- Desde el 1er de julio de 2026, varios palacios y hoteles de lujo alrededor de la place Vendôme y de la Opéra sufren cortes de electricidad recurrentes.
- Entre los afectados se encuentran el Ritz, el Park Hyatt Paris-Vendôme, el Kimpton St Honoré y el Hôtel du Louvre.
- Ascensores parados, aire acondicionado cortado en plena ola de calor, pagos con tarjeta y wifi fuera de servicio.
- Enedis ha conectado los pequeños comercios a grupos electrógenos; los grandes hoteles, con mayor demanda de potencia, esperan una intervención en la red primaria.
Es el colmo para el barrio más afortunado de la capital. Desde principios del mes de julio, varios palacios y hoteles de lujo del corazón de París, alrededor de la place Vendôme y de la Opéra, se encuentran privados de electricidad en oleadas sucesivas. Un incidente tan inesperado como embarazoso, que llega en el peor momento: plena temporada turística, semana de la moda y episodio de fuerte calor.

Una serie de cortes en el corazón del París de lujo
Las direcciones afectadas cuentan entre las más prestigiosas de la ciudad. El Ritz, el Park Hyatt Paris-Vendôme, el Kimpton St Honoré y el Hôtel du Louvre figuran entre los establecimientos afectados por estas interrupciones de corriente que se repiten desde el 1er de julio. El fenómeno, atribuido inicialmente al sobrecalentamiento de la red en periodo de ola de calor, se está prolongando: algunos hoteles afirman haber sufrido varias decenas de cortes en una sola semana, incluso en plena noche.

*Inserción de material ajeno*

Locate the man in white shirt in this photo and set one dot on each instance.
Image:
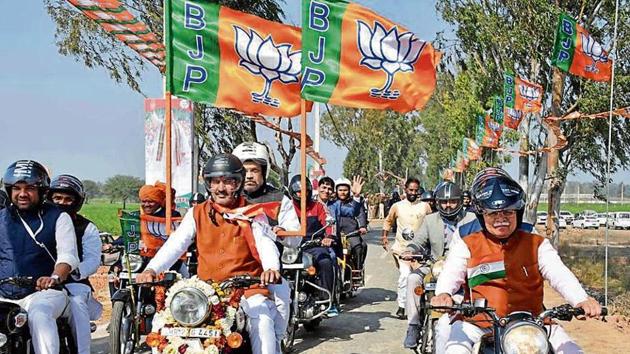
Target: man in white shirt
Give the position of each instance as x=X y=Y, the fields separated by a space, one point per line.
x=36 y=240
x=498 y=258
x=67 y=193
x=408 y=215
x=231 y=240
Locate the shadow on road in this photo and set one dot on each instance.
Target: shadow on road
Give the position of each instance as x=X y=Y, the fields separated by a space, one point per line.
x=350 y=322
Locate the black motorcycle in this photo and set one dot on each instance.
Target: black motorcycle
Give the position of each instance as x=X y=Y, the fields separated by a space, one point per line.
x=310 y=301
x=15 y=336
x=519 y=332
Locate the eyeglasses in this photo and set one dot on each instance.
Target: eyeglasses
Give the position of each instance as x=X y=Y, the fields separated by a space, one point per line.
x=497 y=213
x=228 y=182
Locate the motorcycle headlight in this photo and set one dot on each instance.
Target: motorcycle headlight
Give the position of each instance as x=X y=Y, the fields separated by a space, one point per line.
x=289 y=255
x=189 y=306
x=437 y=267
x=135 y=263
x=525 y=338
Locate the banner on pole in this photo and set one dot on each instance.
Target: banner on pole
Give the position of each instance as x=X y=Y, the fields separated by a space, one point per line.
x=182 y=146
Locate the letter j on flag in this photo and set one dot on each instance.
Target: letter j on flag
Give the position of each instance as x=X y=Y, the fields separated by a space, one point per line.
x=356 y=58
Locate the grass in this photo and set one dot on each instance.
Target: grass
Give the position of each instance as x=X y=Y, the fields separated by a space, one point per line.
x=105 y=215
x=578 y=208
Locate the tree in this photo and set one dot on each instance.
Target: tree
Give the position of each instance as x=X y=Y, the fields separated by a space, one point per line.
x=92 y=189
x=366 y=133
x=123 y=188
x=217 y=130
x=493 y=37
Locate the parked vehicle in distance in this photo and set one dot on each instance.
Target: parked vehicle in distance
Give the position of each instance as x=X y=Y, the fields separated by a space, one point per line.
x=567 y=216
x=620 y=221
x=585 y=222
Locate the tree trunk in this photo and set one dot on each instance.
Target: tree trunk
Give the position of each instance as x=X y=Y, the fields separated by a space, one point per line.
x=555 y=184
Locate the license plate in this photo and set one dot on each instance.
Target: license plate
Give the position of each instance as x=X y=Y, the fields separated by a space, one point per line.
x=204 y=333
x=174 y=331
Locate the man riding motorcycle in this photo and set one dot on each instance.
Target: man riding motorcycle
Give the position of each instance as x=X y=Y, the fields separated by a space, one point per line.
x=316 y=214
x=232 y=238
x=36 y=240
x=498 y=258
x=435 y=235
x=350 y=216
x=407 y=214
x=67 y=193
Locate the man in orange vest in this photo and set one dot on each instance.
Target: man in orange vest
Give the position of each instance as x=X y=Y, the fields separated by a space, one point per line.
x=500 y=259
x=233 y=238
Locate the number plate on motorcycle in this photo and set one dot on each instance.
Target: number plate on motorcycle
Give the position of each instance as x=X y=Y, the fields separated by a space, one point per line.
x=174 y=331
x=204 y=333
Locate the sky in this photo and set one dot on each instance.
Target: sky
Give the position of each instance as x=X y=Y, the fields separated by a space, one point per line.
x=77 y=120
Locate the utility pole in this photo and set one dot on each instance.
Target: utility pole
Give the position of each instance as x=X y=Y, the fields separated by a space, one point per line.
x=553 y=156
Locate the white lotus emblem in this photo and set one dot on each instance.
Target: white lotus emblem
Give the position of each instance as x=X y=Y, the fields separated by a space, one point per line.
x=529 y=93
x=388 y=51
x=594 y=50
x=264 y=58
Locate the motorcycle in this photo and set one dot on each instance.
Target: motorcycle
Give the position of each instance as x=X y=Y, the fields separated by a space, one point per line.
x=197 y=315
x=351 y=279
x=308 y=305
x=15 y=336
x=519 y=332
x=427 y=318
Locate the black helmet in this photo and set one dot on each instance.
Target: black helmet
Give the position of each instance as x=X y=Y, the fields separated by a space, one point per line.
x=448 y=190
x=68 y=184
x=224 y=165
x=295 y=187
x=27 y=171
x=427 y=196
x=493 y=189
x=4 y=200
x=196 y=198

Ascensores, aire acondicionado, pagos: el rompecabezas del día a día
En un hotel de varios cientos de habitaciones, un corte de corriente nunca se limita a apagar las luces. Sin electricidad, los ascensores, el aire acondicionado, el wifi y los terminales de pago dejan de funcionar al mismo tiempo. El personal ha tenido que escoltar a los clientes por las escaleras, con el equipaje en mano, hasta las plantas superiores, mientras que el calor hacía que las habitaciones sin aire acondicionado fueran difícilmente soportables. Para establecimientos cuya promesa se basa enteramente en el confort y la fluidez del servicio, la prueba es tanto logística como simbólica.
La respuesta de los hoteles: plantas cerradas, clientes realojados, noches gratuitas
Ante la situación, cada casa improvisa. El Hôtel du Louvre, particularmente afectado, cerró una planta para concentrar la corriente disponible en las cocinas y las cámaras frigoríficas, tuvo que suspender el servicio de su brasserie a principios de mes y ofreció una noche de estancia a los clientes perjudicados. Un poco más lejos, el Kimpton St Honoré realojó a los viajeros que lo deseaban en el InterContinental vecino, del mismo grupo y situado justo enfrente. Por parte del gestor de la red, los pequeños comercios de los alrededores fueron conectados a grupos electrógenos auxiliares; pero los grandes hoteles, mucho más exigentes en potencia, reclaman una intervención más profunda, directamente en la red primaria.

Nuestra visión
El episodio supera la simple desventura estival. Recuerda hasta qué punto la hostelería de muy alta gama, ultra dependiente de sus instalaciones técnicas, sigue siendo vulnerable al menor contratiempo en la red. En una época en la que las olas de calor se multiplican y solicitan cada vez más las infraestructuras urbanas, la resiliencia energética se convierte en un reto de reputación tanto como de confort. Para estos palacios acostumbrados a no fallar nunca, la verdadera prueba de lujo se jugará quizás, a partir de ahora, en su capacidad para mantener la promesa incluso cuando la ciudad se queda sin luz.